A scally leans against a wall in the sun while the golden-haired girl who passes by twiddles her hair as she looks up at a Maori gent in bare feet, knee breeches, tail coat and facial moko standing in front of the pub doorway. The gent holds a cane in his right hand and stands erect with his top-knotted head slightly tilted back.
Two enigmatic characters appear in the painting.
One is the figure who stands next to the Maori squire. Garbed in a hooded mantle the same off-white colour as his beard, the man could be a beggar or he could be Father Time.
In a stroke of Mudgie genius, the artist has created a kind of reverse trompe l’oeil. In the original work, the ancient’s left hand rested on a three-dimensional walking stick: the overflow pipe that came out of the council building wall and ended in a gully trap beneath the mural.
The walking stick still features in the reproduction but it has been painted in.
The yellow theatre poster on the right hand side of the work was originally painted on a tin box attached to the council building but has also been painted into the reproduction.
Another detail that straddles the real and the illusory in the original work are the windows. Bon vivants can be seen enjoying a tankard or two behind the pub window to the right. The curtain echoes the real life curtain in the real life window in the centre of the work.

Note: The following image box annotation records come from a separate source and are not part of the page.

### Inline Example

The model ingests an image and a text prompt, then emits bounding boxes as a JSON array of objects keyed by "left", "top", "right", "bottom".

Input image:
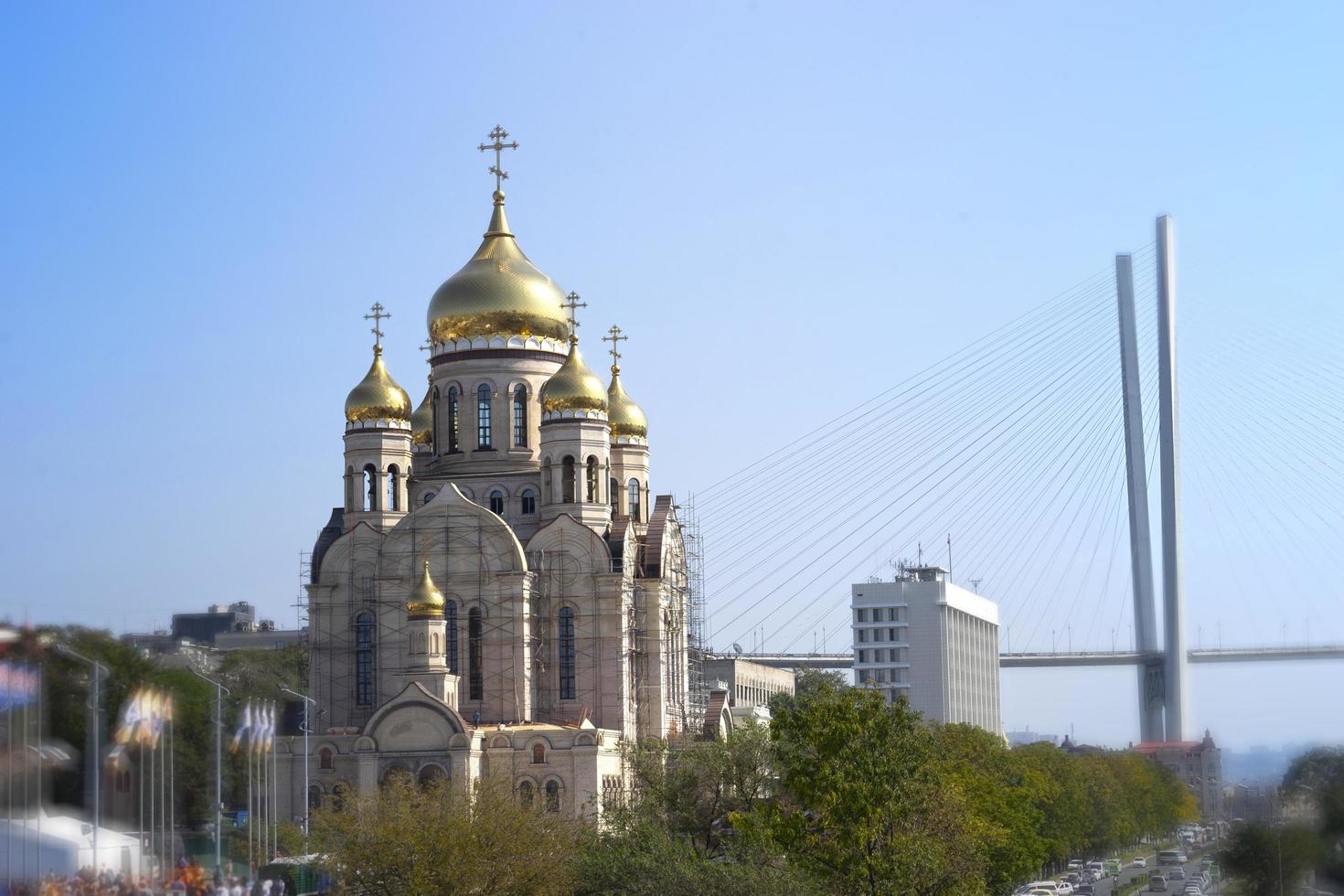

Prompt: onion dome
[
  {"left": 427, "top": 189, "right": 570, "bottom": 343},
  {"left": 538, "top": 336, "right": 606, "bottom": 414},
  {"left": 411, "top": 379, "right": 434, "bottom": 444},
  {"left": 606, "top": 364, "right": 649, "bottom": 439},
  {"left": 406, "top": 560, "right": 443, "bottom": 618},
  {"left": 346, "top": 346, "right": 411, "bottom": 423}
]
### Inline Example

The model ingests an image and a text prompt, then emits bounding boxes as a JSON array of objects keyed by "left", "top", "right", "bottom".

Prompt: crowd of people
[{"left": 5, "top": 859, "right": 294, "bottom": 896}]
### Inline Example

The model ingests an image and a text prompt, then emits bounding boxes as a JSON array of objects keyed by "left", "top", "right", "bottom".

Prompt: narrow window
[
  {"left": 429, "top": 386, "right": 438, "bottom": 454},
  {"left": 475, "top": 383, "right": 491, "bottom": 449},
  {"left": 364, "top": 464, "right": 378, "bottom": 510},
  {"left": 546, "top": 781, "right": 560, "bottom": 814},
  {"left": 514, "top": 386, "right": 527, "bottom": 447},
  {"left": 448, "top": 386, "right": 461, "bottom": 454},
  {"left": 443, "top": 601, "right": 457, "bottom": 673},
  {"left": 557, "top": 607, "right": 577, "bottom": 699},
  {"left": 355, "top": 613, "right": 374, "bottom": 707},
  {"left": 466, "top": 607, "right": 485, "bottom": 699},
  {"left": 560, "top": 454, "right": 574, "bottom": 504}
]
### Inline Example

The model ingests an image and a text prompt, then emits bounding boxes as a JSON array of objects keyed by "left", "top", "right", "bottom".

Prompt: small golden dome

John Dwight has since passed away, as did his predecessor John Kibble while he was in Whitby for the 1999 world town crier championships.
The second enigmatic feature in the work is in the way Kibble is presented. He is portrayed at the right of the painting as a hurdy-gurdy player. At his feet is Kipper, a Jack Russell terrier. Kibble had already left the world by the time Mudge painted the mural. Mudge often made historical art references in his murals and here a device used by artists from Giotto to Leonardo da Vinci in depictions of the Annunciation comes into play.
In the Annunciation story, the angel Gabriel descends to the earthly world to announce to the Virgin Mary that she will be the mother of Jesus.
Renaissance artists often represented the meeting of the messenger from the divine realm in a worldly setting by creating a sense of separation between the two.
In Leonardo da Vinci’s Annunciation (c. 1472–1475), Gabriel appears to the left of the work. Behind him is a row of dark trees. But separating him from Mary on the picture plane is a gap that opens on to a distant vista of hazy mountains. (See page 24)
In Fra Angelico’s c.1450, and Antonello da Messina’s 1474 Annunciation, the artists simply popped a big pillar in between the two figures.
A drainpipe and some brickwork in Mudge’s 20th century masterpiece does the job in the mural. The late John Kibble is a key figure in the work but he is slightly separated from the main action, and a slightly smaller form. He looks over his shoulder as he seems to move out of the scene.
It is a subtle, poignant, masterful, touch.
Both Gisborne town criers hailed from St Albans in England and both men were involved in theatre. They were also involved with the refurbishment of the mounted Endeavour models that have all but gone the way of Mudge’s original mural.